Eine Studie zu anlasslosen Personenkontrollen der Polizei aufgrund äußerer Merkmale eines Menschen war der Bundesregierung im März in einem Bericht der Europäischen Kommission gegen Rassismus und Intoleranz nahelegt worden. Seehofer hatte eine solche Studie vorläufig abgesagt und angekündigt, zunächst andere, bereits geplante Maßnahmen gegen Rassismus und Rechtsextremismus umsetzen zu wollen. Die Praxis des Racial Profiling ist als diskriminierend geächtet, auch in Deutschland. Dennoch berichten Betroffene immer wieder, dass sie etwa als einziger Schwarzer unter mehreren Menschen von der Polizei kontrolliert wurden.
Nur weil Racial Profiling verboten sei, "heißt das nicht, dass es das nicht gibt", sagte die Innenpolitikerin Mihalic. Bisher könne man sagen: "Es sind verdammt viele Einzelfälle.

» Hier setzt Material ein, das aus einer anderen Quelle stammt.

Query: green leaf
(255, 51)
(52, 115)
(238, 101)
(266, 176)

Und für meinen Geschmack zu viele Einzelfälle. Gerade deswegen wäre es so wichtig zu wissen, über welches Ausmaß wir sprechen", sagte die Bundestagsabgeordnete. Sie sprach von einem "verheerenden" Signal an die Öffentlichkeit. Die Polizei habe selbst ein Interesse daran, eine solche Untersuchung zu machen, betonte die Grünen-Politikerin. Man benötige eine "fundierte Faktenbasis", um zu diskutieren, statt ständig "nach Gefühlslage zu beurteilen".
Auch der Polizeiwissenschaftler Behr sagte, eine Untersuchung wäre in jedem Fall angezeigt gewesen, "schon um zu zeigen, dass die Polizei sich bemüht, hier Bewusstsein zu schaffen". Die Absage des Innenministers sei ein "fatales Signal", da so der Eindruck entstehe, dass es etwas zu verbergen gebe, sagte der Professor für Polizeiwissenschaften am Fachhochschulbereich der Akademie der Polizei Hamburg am Dienstag im WDR-"Morgenecho".
"Wenn es keine Daten über Racial Profiling gibt, dann frage ich mich, woher weiß er denn, dass es Einzelfälle sind", erklärte Behr, der früher selbst Polizeibeamter in Hessen war. "Die Ungleichbehandlung von Menschen ist nun mal verboten, aber sie geschieht", betonte der Wissenschaftler. Die Forschung könne zeigen, wo das Problem liege, so dass dann Reaktionen darauf gefunden werden könnten. Mögliche Lösungen seien beispielsweise ein unabhängiger Polizeibeauftragter oder ein anonymes Hinweissystem in der Polizei.